Enforce dual authorization within your accounts payable or finance department to ensure that no single individual has sole control over the entire invoicing and payment process. Requiring two separate individuals to review and sign off on financial transactions can reduce the chances of criminals successfully carrying out a fraudulent scheme. This way, if one account is compromised or a modified invoice goes unnoticed at first, the transaction will hopefully be identified by the second person needed for the approval.
Raise awareness and train employees to recognize common red flags of invoice fraud, such as discrepancies in billing details, unusual payment requests, or changes in vendor contact information. It is also important to provide dedicated communication channels for employees to report suspicious activity or concerns before a suspicious payment is approved.
Regularly review financial records to identify any discrepancies or anomalies that may indicate potential fraud. Although it may be difficult to reverse a fraudulent transaction once it has been identified, it can prevent additional payments from going through. Reviewing vendor accounts and payments regularly decreases the chances of unauthorized transactions or other irregularities taking place.

Companies that provide automated billing and purchase order payment services can also implement several basic measures to safeguard their data against data breaches, cyber attacks, or unauthorized access. I recommend:

Including strong encryption protocols to protect sensitive data that may be used by an application, user dashboard, or storage repository. Encrypting all data ensures that even if records are intercepted or accidentally exposed, those files will be unreadable and virtually worthless to criminals.
Using strong access controls and authentication mechanisms, such as multi-factor authentication.
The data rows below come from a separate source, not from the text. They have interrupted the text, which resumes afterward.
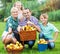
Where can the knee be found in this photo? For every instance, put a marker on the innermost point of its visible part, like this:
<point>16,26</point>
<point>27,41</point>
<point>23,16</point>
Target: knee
<point>51,45</point>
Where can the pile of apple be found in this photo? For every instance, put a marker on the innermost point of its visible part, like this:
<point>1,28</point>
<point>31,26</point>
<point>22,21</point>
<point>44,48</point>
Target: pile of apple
<point>28,28</point>
<point>42,41</point>
<point>17,46</point>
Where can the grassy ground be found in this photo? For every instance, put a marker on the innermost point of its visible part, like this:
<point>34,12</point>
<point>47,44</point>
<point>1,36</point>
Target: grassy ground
<point>34,50</point>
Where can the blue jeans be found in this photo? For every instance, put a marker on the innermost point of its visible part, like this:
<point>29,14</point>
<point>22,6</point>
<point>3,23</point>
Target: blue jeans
<point>51,45</point>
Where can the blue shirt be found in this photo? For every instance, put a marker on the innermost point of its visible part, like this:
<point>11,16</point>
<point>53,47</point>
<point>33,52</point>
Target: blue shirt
<point>48,30</point>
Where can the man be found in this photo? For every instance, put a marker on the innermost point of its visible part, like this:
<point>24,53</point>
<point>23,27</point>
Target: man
<point>31,20</point>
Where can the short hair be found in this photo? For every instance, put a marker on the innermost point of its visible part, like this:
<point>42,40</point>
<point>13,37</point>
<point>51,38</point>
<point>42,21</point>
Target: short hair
<point>13,8</point>
<point>19,3</point>
<point>28,9</point>
<point>45,15</point>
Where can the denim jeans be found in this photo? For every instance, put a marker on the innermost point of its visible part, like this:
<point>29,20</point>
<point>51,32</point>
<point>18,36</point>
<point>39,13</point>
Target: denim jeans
<point>51,45</point>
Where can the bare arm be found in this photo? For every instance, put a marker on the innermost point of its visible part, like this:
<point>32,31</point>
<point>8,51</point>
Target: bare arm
<point>55,37</point>
<point>37,27</point>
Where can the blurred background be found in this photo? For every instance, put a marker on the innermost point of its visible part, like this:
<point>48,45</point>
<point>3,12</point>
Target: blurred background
<point>52,7</point>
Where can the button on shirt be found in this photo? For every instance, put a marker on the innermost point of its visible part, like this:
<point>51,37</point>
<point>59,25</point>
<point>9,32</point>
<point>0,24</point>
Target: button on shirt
<point>11,22</point>
<point>48,30</point>
<point>32,19</point>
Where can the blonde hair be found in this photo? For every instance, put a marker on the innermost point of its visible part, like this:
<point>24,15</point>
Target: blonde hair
<point>13,8</point>
<point>45,15</point>
<point>19,3</point>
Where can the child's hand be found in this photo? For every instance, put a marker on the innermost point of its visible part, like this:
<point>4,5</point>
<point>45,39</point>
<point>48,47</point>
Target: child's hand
<point>30,23</point>
<point>51,41</point>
These steps can help prevent unauthorized users from gaining access to critical systems or data.
Running regular security audits and penetration testing can identify vulnerabilities proactively, including open ports, misconfigured firewalls, and publicly exposed cloud storage databases.
Providing cybersecurity training for all employees can help identify potential threats and mitigate human errors — even if security is not in their job titles. Cyber threats change often, so companies need to take basic steps to secure their data and stay a step ahead of criminals who are actively looking to exploit all types of vulnerabilities for financial gain.

I imply no wrongdoing by Provenio or Patties Foods, nor do I claim that any customer data or vendor data was or is presently at imminent risk. As an ethical security researcher, I do not download the data I discover and only take a limited number of screenshots for verification purposes. Although any data exposure is a potential security concern, it is also a learning experience and an opportunity to strengthen the cybersecurity of the products and services a company offers. It is not known how long the two separate databases were publicly accessible. Only through an internal forensic investigation would Provenio be able to identify this information and any suspicious activity.